Vietnam has received an estimated $1.55 billion in foreign direct investment (FDI) disbursements during the first two months of this year, up 3.3 percent from a year ago, the government said Thursday.
FDI pledges, additional funds for existing projects and investments in Vietnamese stocks, totaled $3.4 billion in the two-month period, a rise of 21.5 percent from the same period last year, the Planning and Investment Ministry's foreign investment department said in a report.
Foreign direct investment is a major source of foreign exchange for Vietnam, which along with overseas remittances help improve the country's trade balance.
In the first two months, the manufacturing and processing industries have attracted $2.5 billion of FDI pledges and additional funds, or 73.4 percent of the total, followed by the real estate sector and the wholesale/retail sector, the report said.
Singapore remained the top investor with $881.6 million, followed by China and South Korea.
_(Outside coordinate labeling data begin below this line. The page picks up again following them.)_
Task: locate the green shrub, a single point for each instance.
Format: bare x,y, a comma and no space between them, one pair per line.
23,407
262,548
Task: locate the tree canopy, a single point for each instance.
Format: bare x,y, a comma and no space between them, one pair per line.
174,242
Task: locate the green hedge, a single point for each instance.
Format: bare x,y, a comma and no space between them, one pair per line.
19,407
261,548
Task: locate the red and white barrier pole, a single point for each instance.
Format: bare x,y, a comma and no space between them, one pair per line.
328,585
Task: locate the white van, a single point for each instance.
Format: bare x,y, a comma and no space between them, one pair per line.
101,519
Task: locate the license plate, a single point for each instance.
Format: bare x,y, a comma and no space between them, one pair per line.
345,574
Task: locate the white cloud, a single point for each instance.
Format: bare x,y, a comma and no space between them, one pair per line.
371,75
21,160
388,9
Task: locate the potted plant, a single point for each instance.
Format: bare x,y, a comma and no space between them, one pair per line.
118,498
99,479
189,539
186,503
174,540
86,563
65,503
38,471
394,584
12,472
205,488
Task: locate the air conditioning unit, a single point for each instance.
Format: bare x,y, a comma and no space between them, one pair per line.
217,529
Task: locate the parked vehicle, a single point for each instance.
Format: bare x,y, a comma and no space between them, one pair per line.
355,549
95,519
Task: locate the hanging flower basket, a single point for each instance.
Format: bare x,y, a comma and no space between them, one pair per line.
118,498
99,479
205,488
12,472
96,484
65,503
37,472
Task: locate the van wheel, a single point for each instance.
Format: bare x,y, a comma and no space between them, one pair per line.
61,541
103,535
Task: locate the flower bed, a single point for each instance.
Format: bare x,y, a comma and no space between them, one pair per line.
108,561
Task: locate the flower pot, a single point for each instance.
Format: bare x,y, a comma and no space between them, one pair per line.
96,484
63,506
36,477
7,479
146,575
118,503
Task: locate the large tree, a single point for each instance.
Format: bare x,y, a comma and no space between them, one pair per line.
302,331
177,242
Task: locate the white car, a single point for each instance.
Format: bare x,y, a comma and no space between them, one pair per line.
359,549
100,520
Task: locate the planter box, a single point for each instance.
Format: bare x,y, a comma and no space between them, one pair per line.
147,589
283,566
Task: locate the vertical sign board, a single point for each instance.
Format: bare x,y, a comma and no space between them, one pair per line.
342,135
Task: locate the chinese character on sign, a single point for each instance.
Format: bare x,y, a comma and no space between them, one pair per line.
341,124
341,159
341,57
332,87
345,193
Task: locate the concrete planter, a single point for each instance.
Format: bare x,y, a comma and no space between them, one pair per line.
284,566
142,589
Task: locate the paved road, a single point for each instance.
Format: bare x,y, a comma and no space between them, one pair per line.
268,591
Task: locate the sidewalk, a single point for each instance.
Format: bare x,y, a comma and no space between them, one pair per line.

FDI has gone mostly to Vietnam’s manufacturing and processing industries so far in 2017, which aligns with the trend observed since 2012, based on government data.
In 2016 a combined $15.5 billion worth of FDI pledges and additional funds were poured into these areas, up from $15.2 billion the previous year.
The industrial and construction sectors ruled the roost back in 2011 after taking over from real estate.
The country received a record $15.8 billion in disbursements in 2016.